Dit is inderdaad het geval en een goed gemaakte Magnabend heeft een klembalk met een afgeronde rand.(Een afgeronde rand is ook veel minder vatbaar voor accidentele schade in vergelijking met een scherpe rand).

Marginale modus van buigfout:

Als er wordt geprobeerd een zeer dik werkstuk te buigen, zal de machine het niet buigen omdat de klembalk er gewoon af zal komen.(Gelukkig gebeurt dit niet op een dramatische manier; de klembalk laat gewoon stilletjes los).

Als de buigbelasting echter maar iets groter is dan de buigcapaciteit van de magneet, dan gebeurt er over het algemeen dat de buiging zal doorgaan tot zeg ongeveer 60 graden en dan zal de klembalk naar achteren gaan schuiven.In deze faalmodus kan de magneet de buigbelasting alleen indirect weerstaan ​​door wrijving te creëren tussen het werkstuk en het bed van de magneet.

Het dikteverschil tussen een breuk door lift-off en een breuk door glijden is over het algemeen niet erg groot.
Het mislukken van het optillen is te wijten aan het feit dat het werkstuk de voorkant van de klembalk omhoog tilt.De klemkracht aan de voorkant van de klembalk is hier vooral de weerstand tegen.Klemmen aan de achterrand heeft weinig effect, omdat het dichtbij de plek is waar de klembalk wordt gezwenkt.In feite is het slechts de helft van de totale klemkracht die het opstijgen weerstaat.

Aan de andere kant wordt glijden tegengegaan door de totale klemkracht, maar alleen via wrijving, dus de werkelijke weerstand hangt af van de wrijvingscoëfficiënt tussen het werkstuk en het oppervlak van de magneet.

Voor schoon en droog staal kan de wrijvingscoëfficiënt oplopen tot 0,8, maar als er smering aanwezig is, kan deze zo laag zijn als 0,2.Meestal zal het ergens tussenin zitten, zodat de marginale vorm van buigfalen meestal te wijten is aan glijden, maar pogingen om de wrijving op het oppervlak van de magneet te vergroten blijken niet de moeite waard te zijn.

Dikte capaciteit:

Voor een E-type magneetlichaam van 98 mm breed en 48 mm diep en met een spoel van 3.800 ampère, is de buigcapaciteit over de volledige lengte 1,6 mm.Deze dikte geldt voor zowel staalplaat als aluminiumplaat.Er zal minder klemming op de aluminiumplaat zijn, maar er is minder koppel nodig om het te buigen, zodat dit op een zodanige manier wordt gecompenseerd dat beide soorten metaal een vergelijkbare meetcapaciteit krijgen.

Er moeten enkele kanttekeningen worden geplaatst bij de vermelde buigcapaciteit: de belangrijkste is dat de vloeigrens van het plaatwerk sterk kan variëren.De capaciteit van 1,6 mm geldt voor staal met een vloeispanning tot 250 MPa en voor aluminium met een vloeispanning tot 140 MPa.

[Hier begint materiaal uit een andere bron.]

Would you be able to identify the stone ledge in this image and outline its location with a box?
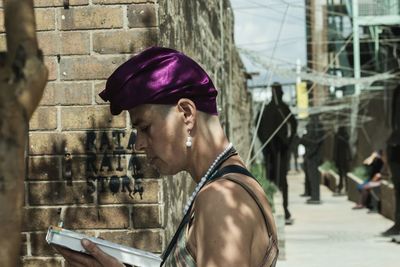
[381,180,395,221]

De diktecapaciteit in roestvrij staal is ongeveer 1,0 mm.Deze capaciteit is beduidend minder dan bij de meeste andere metalen omdat roestvast staal meestal niet-magnetisch is en toch een redelijk hoge vloeispanning heeft.

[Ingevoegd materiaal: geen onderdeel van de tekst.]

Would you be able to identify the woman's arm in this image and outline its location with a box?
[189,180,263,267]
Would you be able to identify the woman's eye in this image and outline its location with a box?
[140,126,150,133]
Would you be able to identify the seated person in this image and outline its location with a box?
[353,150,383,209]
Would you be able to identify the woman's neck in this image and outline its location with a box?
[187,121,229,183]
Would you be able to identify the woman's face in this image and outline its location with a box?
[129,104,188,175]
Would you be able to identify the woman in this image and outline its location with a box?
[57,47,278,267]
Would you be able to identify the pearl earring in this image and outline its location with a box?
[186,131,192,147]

Een andere factor is de temperatuur van de magneet.Als de magneet heet is geworden, zal de weerstand van de spoel hoger zijn en dit zal er op zijn beurt voor zorgen dat deze minder stroom trekt met als gevolg lagere ampère-windingen en een lagere klemkracht.(Dit effect is meestal vrij matig en zal er waarschijnlijk niet toe leiden dat de machine niet aan de specificaties voldoet).

Ten slotte zouden Magnabends met een grotere capaciteit kunnen worden gemaakt als de magneetdwarsdoorsnede groter zou worden gemaakt.